Q: Can I drive or use screens after using amphotericin B (topical)?
Right after instilling drops, temporary blur and tearing can occur, which may affect driving or detailed visual tasks. Screen use is usually possible, but comfort can be limited by light sensitivity or irritation from the underlying infection. Practical impact varies by person and severity.
Q: How long does treatment usually last?
Treatment length depends on how severe the infection is, how deep the cornea is involved, and how the eye responds. Fungal infections often require longer courses than many bacterial infections. The end point is typically guided by clinical exams rather than a fixed duration.
Q: Is amphotericin B (topical) expensive?
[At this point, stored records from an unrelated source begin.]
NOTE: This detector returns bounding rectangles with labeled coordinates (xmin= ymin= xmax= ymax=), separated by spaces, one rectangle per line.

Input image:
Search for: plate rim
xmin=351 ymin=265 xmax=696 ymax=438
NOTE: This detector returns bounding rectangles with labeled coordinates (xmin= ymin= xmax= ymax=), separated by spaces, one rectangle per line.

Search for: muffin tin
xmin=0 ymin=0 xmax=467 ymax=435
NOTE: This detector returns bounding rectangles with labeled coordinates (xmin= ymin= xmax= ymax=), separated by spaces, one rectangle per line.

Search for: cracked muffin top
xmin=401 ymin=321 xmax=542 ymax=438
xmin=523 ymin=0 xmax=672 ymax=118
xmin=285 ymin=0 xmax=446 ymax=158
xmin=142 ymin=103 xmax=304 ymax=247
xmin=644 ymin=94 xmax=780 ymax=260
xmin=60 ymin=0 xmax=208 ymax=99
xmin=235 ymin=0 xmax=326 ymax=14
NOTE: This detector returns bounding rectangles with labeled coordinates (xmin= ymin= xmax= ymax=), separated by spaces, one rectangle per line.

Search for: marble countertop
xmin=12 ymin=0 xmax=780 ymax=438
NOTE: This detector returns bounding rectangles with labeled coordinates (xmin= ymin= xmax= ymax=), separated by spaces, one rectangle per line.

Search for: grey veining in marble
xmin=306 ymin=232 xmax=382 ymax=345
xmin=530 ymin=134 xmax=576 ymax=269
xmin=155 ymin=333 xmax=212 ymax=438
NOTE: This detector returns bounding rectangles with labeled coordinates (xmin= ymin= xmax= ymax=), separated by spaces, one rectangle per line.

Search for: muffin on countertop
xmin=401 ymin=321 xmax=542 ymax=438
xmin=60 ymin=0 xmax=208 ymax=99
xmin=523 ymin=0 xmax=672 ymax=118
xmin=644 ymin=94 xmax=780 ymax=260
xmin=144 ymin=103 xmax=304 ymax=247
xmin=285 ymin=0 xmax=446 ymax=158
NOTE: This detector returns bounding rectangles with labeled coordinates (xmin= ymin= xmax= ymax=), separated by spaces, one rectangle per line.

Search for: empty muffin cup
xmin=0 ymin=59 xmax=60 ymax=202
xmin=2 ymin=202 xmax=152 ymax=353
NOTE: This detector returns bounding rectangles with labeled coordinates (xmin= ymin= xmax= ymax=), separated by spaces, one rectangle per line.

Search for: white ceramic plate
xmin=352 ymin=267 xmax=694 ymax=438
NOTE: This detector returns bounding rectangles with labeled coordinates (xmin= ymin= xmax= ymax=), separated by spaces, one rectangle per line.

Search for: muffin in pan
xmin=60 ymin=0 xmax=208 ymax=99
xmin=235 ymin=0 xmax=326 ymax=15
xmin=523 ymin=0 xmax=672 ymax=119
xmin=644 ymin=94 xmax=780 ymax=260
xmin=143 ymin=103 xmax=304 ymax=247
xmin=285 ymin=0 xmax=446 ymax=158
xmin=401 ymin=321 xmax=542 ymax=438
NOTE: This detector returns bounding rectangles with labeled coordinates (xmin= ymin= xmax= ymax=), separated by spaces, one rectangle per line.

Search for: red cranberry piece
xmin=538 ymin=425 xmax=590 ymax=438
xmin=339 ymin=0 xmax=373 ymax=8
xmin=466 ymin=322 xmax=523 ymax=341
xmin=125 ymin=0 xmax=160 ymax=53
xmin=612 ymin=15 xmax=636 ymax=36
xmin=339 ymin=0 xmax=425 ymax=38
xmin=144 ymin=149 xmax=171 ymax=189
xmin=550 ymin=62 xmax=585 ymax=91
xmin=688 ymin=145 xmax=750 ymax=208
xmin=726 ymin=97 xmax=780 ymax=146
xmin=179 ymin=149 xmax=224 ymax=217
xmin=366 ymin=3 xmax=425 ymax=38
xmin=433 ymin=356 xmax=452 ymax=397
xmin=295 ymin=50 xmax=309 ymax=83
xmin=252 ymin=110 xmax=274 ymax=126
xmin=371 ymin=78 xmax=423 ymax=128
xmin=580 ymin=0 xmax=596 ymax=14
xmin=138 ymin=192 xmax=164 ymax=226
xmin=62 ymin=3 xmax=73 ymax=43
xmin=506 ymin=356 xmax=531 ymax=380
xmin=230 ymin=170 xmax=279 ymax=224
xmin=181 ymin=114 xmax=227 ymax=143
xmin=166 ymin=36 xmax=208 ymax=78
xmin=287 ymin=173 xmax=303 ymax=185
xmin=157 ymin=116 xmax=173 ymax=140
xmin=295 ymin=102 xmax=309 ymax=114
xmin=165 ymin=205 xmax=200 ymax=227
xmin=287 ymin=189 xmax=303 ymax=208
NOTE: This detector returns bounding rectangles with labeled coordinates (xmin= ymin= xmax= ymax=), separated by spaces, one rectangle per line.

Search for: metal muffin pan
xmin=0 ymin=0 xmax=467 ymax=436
Cost can vary substantially because many formulations are compounded and pricing depends on pharmacy, region, and insurance coverage. Additional costs may include frequent follow-up visits and diagnostic testing. Your clinic or pharmacy can explain typical local pricing.
Q: Can I wear contact lenses while using amphotericin B (topical)?
Contact lenses are commonly avoided during active keratitis because they can worsen irritation, interfere with healing, and increase infection risk. Whether and when lenses can be worn again depends on corneal healing and clinician assessment. Recommendations vary by clinician and case.
Q: Why might my clinician choose a different antifungal instead?
Different antifungals have different activity profiles and tissue-penetration characteristics. If lab testing identifies a specific organism, therapy may be tailored accordingly. Availability and tolerance also influence the choice.
Q: Will amphotericin B (topical) prevent scarring or vision changes?
Controlling the infection helps reduce ongoing tissue damage, but corneal scarring or irregularity can still occur, especially with deeper or central ulcers. Visual recovery depends on where the ulcer is, how it heals, and whether complications develop. Outcomes vary by clinician and case.